From mboxrd@z Thu Jan  1 00:00:00 1970
From: Xiaowei <xiaowei.hu@oracle.com>
Date: Thu, 26 Jul 2012 14:52:17 +0800
Subject: [Ocfs2-devel] [PATCH] Fix waiting status race condition in dlm
 recovery
In-Reply-To: <CAEeiSHWkhD8x8nrix2+Wc1nesH8CExU6kA10nCH0J1nCwUaDtg@mail.gmail.com>
References: <1337925202-13086-1-git-send-email-xiaowei.hu@oracle.com>
	<CAEeiSHXcaKXi7Qm5vLBmTp2CjiB7DCrUee5qmr03YpuJbzP5yg@mail.gmail.com>
	<4FC56CA5.8040902@oracle.com>
	<CAEeiSHWkhD8x8nrix2+Wc1nesH8CExU6kA10nCH0J1nCwUaDtg@mail.gmail.com>
Message-ID: <5010E921.40808@oracle.com>
List-Id: <ocfs2-devel.oss.oracle.com>
MIME-Version: 1.0
Content-Type: text/plain; charset="us-ascii"
Content-Transfer-Encoding: 7bit
To: ocfs2-devel@oss.oracle.com

Hi Sunil,

I considered your suggestion about this patch, it's possible to change 
the status in dlm hb down event,
but what need to change are the dlm_reco_node_data structures in 
dlm->reco.node_data list.
This list is initialized in dlm_remaster_locks when it begins the lock 
remaster and destroied before exit this function.
So it's not proper to check data in such a list from dlm hb down event, 
am I right?
If change the status from dlm hb down event , that means we make the 
recovery thread rely on more information from the hb down event,
actually the dlm->live_nodes_map is marked in this event , and for 
others to check , right?

This race condition only happen when cluster already in recovery and a 
node dead during recovery. the recovery thread blocked the update of 
dlm->domain_map, so I fallback to check the live_nodes_map, which won't 
be blocked.

Please reconsider this patch.

Thanks,
Xiaowei

On 05/31/2012 09:18 AM, Sunil Mushran wrote:
> On Tue, May 29, 2012 at 5:41 PM, Xiaowei <xiaowei.hu@oracle.com> wrote:
>> On 05/30/2012 06:09 AM, Sunil Mushran wrote:
>> I would suggest exploring adding this in dlm hb down event.
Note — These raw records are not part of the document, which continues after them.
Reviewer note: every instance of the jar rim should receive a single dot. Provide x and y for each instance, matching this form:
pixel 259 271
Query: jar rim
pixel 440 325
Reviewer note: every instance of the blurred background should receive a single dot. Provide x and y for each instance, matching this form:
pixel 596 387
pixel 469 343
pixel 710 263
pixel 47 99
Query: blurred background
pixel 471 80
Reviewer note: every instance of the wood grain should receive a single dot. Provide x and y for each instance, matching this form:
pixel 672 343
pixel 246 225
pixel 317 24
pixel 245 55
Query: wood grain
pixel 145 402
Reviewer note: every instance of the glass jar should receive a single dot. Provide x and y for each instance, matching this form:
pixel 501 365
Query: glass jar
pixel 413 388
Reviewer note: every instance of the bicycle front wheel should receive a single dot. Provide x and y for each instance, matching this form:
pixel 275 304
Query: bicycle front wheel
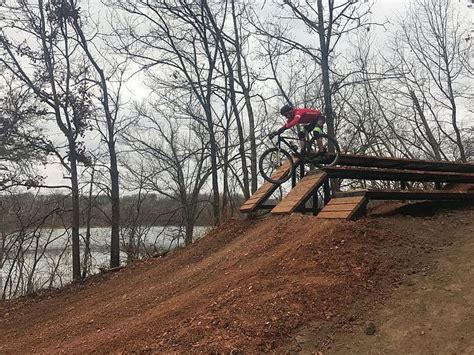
pixel 327 151
pixel 271 160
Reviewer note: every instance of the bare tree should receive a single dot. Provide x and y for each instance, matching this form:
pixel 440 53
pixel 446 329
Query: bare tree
pixel 433 50
pixel 46 62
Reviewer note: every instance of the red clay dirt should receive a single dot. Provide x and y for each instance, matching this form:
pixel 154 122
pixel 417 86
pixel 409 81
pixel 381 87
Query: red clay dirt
pixel 247 286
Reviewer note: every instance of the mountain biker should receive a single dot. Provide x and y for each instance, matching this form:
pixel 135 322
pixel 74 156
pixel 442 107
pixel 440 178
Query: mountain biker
pixel 311 120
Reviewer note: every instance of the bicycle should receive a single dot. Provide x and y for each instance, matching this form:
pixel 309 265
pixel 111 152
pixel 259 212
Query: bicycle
pixel 272 158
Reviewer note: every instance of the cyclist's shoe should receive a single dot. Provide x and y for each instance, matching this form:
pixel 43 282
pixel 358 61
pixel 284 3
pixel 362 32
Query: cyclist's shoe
pixel 293 146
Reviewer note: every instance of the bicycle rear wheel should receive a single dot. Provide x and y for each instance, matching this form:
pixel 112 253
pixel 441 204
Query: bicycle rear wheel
pixel 327 151
pixel 270 161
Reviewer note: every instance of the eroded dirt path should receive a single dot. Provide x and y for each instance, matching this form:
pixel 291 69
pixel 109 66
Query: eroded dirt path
pixel 432 312
pixel 276 284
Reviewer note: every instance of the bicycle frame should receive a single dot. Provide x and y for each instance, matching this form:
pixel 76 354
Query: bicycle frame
pixel 302 157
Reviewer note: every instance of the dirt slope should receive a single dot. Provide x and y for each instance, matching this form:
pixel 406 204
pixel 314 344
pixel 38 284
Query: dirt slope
pixel 249 285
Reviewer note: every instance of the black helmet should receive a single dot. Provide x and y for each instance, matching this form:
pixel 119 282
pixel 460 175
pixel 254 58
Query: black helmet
pixel 285 109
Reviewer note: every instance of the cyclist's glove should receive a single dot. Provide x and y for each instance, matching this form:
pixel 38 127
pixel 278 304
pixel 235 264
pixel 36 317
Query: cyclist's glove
pixel 277 133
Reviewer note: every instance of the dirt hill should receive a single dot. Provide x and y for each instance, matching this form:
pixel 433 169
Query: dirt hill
pixel 252 286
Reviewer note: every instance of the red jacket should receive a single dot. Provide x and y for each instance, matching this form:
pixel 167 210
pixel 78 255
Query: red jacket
pixel 302 116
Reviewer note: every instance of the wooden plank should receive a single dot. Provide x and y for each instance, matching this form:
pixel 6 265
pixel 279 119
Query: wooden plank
pixel 333 215
pixel 400 163
pixel 343 208
pixel 265 191
pixel 344 200
pixel 299 193
pixel 439 195
pixel 397 174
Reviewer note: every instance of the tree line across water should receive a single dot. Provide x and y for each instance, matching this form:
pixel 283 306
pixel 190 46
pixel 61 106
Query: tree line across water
pixel 151 107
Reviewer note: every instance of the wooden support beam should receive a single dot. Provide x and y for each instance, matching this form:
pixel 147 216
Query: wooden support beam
pixel 300 194
pixel 397 174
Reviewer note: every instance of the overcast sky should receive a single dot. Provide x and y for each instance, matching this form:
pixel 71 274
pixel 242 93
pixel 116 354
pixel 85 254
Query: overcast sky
pixel 382 10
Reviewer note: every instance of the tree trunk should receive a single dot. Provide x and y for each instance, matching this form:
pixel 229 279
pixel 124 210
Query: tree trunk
pixel 431 139
pixel 115 201
pixel 76 259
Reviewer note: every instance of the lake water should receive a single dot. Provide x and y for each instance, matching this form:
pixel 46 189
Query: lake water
pixel 44 258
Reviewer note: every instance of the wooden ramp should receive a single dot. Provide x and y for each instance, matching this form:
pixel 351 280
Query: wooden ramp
pixel 299 193
pixel 265 191
pixel 344 208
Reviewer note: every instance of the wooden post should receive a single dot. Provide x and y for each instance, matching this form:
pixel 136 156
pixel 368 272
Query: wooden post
pixel 315 202
pixel 293 176
pixel 327 191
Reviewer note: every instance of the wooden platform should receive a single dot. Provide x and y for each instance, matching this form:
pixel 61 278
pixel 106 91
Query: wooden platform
pixel 344 208
pixel 345 172
pixel 300 193
pixel 405 164
pixel 437 195
pixel 265 191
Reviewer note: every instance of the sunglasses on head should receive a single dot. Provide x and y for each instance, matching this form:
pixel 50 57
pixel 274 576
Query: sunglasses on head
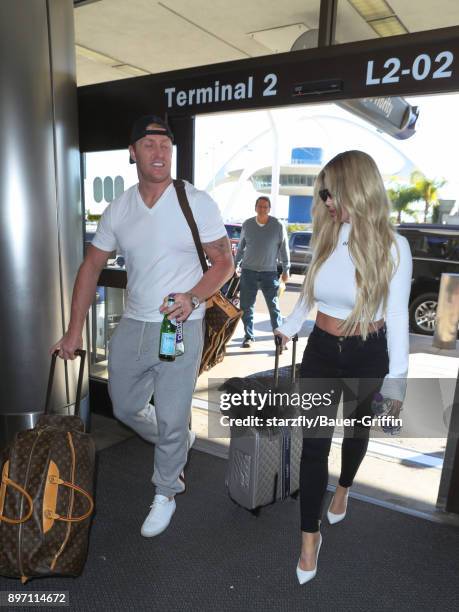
pixel 324 194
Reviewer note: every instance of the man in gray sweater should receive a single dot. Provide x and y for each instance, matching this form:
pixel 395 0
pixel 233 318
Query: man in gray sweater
pixel 263 242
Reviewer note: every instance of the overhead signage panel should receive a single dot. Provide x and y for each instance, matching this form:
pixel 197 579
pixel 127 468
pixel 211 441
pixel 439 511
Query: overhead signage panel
pixel 422 63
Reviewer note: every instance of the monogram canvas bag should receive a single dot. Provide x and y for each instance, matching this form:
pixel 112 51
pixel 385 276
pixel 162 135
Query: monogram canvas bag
pixel 222 316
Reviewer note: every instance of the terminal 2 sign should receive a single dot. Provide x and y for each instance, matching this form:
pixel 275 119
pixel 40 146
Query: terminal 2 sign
pixel 383 68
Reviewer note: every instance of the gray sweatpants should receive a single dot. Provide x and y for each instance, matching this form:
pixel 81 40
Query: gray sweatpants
pixel 135 372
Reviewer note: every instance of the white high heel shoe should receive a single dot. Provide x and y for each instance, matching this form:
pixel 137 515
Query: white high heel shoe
pixel 336 518
pixel 307 575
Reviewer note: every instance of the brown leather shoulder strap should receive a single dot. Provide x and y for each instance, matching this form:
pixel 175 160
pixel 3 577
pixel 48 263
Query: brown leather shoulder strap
pixel 185 206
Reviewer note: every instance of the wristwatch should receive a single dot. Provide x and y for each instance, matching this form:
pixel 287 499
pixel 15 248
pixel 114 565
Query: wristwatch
pixel 194 301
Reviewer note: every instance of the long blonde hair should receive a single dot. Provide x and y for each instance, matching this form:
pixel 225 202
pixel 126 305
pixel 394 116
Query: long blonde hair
pixel 355 183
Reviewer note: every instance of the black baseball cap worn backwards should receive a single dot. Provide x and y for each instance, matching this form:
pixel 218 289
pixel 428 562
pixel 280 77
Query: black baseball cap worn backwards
pixel 139 129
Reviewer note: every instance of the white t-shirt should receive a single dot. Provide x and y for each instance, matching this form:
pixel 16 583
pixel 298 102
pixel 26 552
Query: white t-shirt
pixel 158 247
pixel 334 293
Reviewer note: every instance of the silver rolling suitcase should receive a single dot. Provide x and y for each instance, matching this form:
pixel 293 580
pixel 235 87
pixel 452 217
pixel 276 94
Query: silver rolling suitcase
pixel 264 462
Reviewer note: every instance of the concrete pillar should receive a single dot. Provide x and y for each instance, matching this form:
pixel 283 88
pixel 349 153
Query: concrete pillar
pixel 41 239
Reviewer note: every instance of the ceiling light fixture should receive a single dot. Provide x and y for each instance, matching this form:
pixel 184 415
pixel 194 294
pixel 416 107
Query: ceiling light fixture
pixel 380 17
pixel 101 58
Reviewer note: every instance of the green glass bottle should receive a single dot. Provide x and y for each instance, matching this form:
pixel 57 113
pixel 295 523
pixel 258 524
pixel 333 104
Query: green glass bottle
pixel 167 336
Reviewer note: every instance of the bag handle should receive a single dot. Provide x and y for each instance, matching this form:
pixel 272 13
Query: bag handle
pixel 188 214
pixel 82 355
pixel 5 482
pixel 76 519
pixel 278 341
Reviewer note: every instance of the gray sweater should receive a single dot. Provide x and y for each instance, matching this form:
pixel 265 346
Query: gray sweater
pixel 261 247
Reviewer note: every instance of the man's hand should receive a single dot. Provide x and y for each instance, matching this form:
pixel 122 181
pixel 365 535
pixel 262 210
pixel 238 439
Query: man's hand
pixel 395 409
pixel 285 338
pixel 67 346
pixel 180 310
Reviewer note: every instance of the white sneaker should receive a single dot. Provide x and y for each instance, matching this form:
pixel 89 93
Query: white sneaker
pixel 159 517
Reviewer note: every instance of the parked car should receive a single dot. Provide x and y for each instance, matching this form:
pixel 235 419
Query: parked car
pixel 435 249
pixel 234 234
pixel 300 251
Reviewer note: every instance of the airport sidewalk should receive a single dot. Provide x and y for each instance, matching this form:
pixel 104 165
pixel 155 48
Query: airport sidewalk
pixel 400 473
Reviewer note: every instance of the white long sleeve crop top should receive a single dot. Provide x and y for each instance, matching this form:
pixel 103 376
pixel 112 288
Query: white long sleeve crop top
pixel 334 294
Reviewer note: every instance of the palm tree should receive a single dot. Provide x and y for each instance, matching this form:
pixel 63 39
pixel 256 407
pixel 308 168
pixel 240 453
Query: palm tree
pixel 428 190
pixel 401 196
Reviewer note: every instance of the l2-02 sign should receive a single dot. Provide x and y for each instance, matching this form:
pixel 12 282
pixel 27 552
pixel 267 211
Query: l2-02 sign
pixel 423 66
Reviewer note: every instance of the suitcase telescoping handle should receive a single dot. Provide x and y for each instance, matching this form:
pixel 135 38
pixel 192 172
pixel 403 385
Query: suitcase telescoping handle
pixel 278 341
pixel 82 355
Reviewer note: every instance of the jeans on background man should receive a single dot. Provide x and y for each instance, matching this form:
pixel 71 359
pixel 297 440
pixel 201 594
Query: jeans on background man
pixel 263 242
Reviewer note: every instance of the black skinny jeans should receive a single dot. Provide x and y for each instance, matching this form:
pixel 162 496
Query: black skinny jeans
pixel 336 365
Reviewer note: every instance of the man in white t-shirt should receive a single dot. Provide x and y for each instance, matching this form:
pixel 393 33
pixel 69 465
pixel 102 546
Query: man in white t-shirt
pixel 147 225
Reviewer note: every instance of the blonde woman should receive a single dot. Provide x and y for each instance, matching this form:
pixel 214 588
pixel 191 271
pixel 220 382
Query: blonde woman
pixel 360 280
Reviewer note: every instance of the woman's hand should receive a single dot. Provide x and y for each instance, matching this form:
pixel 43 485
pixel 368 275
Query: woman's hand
pixel 284 338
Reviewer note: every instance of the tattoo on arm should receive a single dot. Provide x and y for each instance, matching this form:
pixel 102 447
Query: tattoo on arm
pixel 218 249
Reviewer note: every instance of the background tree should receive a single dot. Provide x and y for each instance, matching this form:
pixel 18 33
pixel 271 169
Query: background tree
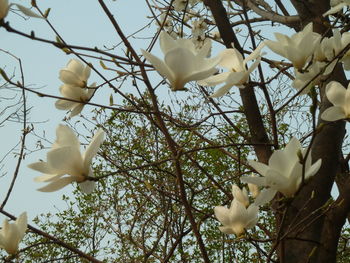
pixel 169 157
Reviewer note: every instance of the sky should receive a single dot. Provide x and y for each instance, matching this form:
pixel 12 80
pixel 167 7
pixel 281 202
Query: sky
pixel 80 22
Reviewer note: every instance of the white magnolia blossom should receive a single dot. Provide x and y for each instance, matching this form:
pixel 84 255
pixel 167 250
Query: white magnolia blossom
pixel 65 158
pixel 199 27
pixel 298 48
pixel 179 5
pixel 336 6
pixel 75 73
pixel 284 171
pixel 74 93
pixel 12 233
pixel 5 6
pixel 75 76
pixel 240 195
pixel 237 74
pixel 339 96
pixel 182 61
pixel 236 218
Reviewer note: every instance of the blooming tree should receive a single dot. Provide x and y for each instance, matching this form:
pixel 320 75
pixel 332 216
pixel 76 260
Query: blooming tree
pixel 224 106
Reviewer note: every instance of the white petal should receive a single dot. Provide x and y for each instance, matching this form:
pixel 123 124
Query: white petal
pixel 240 195
pixel 260 181
pixel 230 58
pixel 27 11
pixel 93 147
pixel 87 186
pixel 181 62
pixel 252 216
pixel 336 93
pixel 166 42
pixel 64 104
pixel 42 167
pixel 261 168
pixel 222 91
pixel 215 79
pixel 335 9
pixel 159 65
pixel 70 78
pixel 65 136
pixel 77 109
pixel 47 177
pixel 22 225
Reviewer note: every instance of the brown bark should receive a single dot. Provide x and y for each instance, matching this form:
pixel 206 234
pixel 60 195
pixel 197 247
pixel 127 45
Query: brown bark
pixel 317 237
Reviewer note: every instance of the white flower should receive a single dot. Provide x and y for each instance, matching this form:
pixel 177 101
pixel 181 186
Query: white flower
pixel 339 96
pixel 254 189
pixel 284 172
pixel 337 6
pixel 199 27
pixel 75 73
pixel 75 93
pixel 182 62
pixel 237 74
pixel 65 159
pixel 179 5
pixel 240 195
pixel 12 233
pixel 236 218
pixel 74 77
pixel 298 48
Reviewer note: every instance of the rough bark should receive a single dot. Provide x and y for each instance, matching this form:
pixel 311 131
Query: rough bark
pixel 316 238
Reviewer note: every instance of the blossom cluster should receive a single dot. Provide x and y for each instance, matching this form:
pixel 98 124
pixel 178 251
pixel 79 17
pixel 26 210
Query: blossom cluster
pixel 312 56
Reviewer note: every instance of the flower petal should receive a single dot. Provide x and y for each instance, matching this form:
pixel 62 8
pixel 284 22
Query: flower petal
pixel 42 167
pixel 159 65
pixel 87 186
pixel 333 113
pixel 65 137
pixel 222 214
pixel 336 93
pixel 93 147
pixel 261 168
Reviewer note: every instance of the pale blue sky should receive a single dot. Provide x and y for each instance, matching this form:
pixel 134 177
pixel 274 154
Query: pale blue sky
pixel 80 22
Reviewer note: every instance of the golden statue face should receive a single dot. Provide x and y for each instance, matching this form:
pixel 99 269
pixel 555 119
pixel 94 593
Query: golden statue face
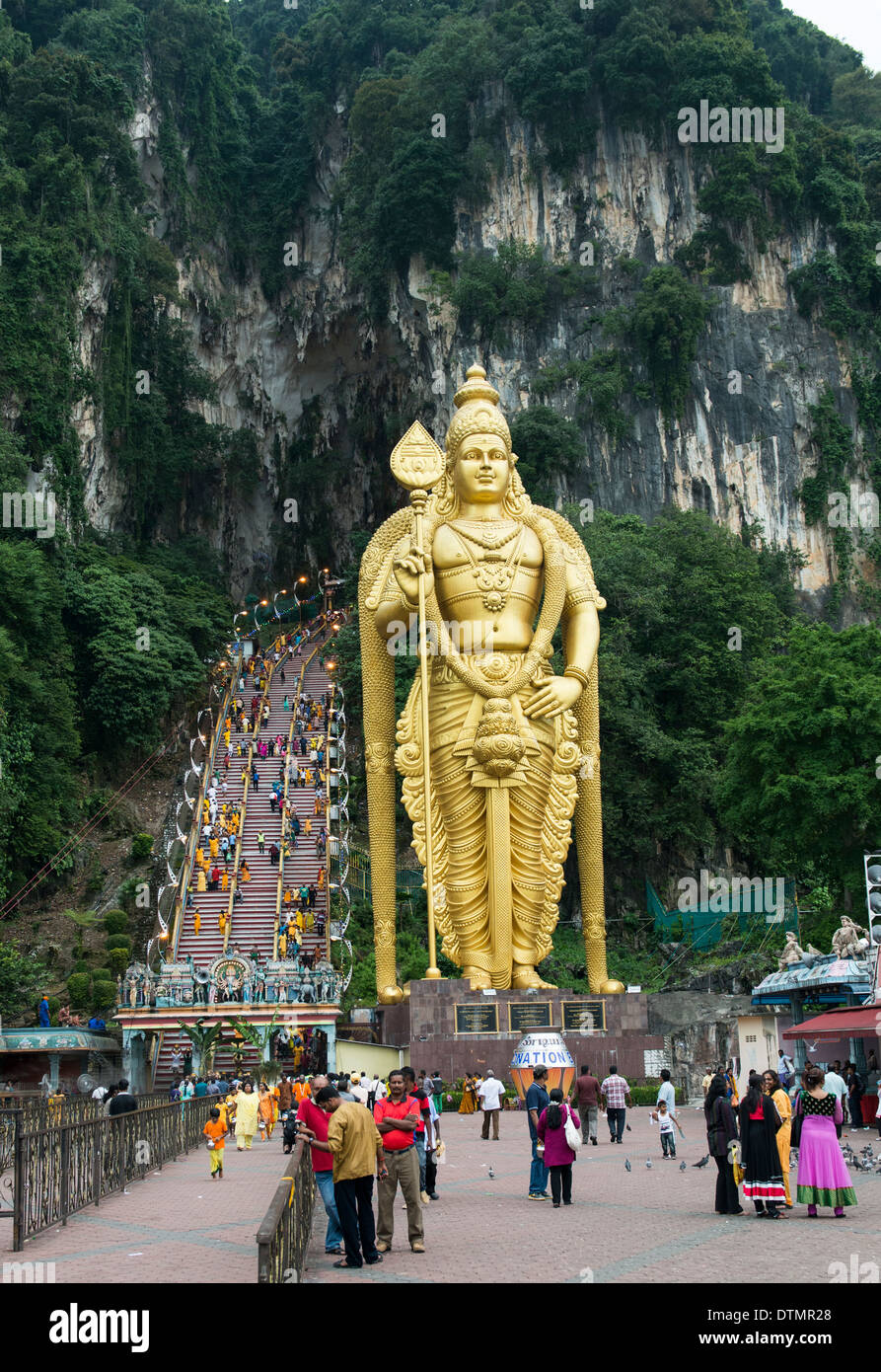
pixel 481 470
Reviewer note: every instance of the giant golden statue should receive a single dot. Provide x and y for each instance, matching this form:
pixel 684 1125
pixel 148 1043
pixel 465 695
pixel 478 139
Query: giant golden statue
pixel 513 749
Checking live
>> map all
>> over the place is hacky. We do it more than we should right now. Let's not
>> add to the
>> mess.
>>
>> HI Sunil,
>>
>> Do you mean we should clear the bit in domain map in dlm hb down event
>> directly when the node down
>> and check with dlm_is_node_dead at here?
>> Or how could we explore and ensure the node is alive during the whole
>> migrate process?One node could die even after it sends out one locks package
>> and before the next if there were too many locks on that lockres.
> dlm hb down event is triggered when a node is declared dead. That's where we
> clean up pending mles, etc. You can add a check for recovery and add logic to
> change the reco state for that node there.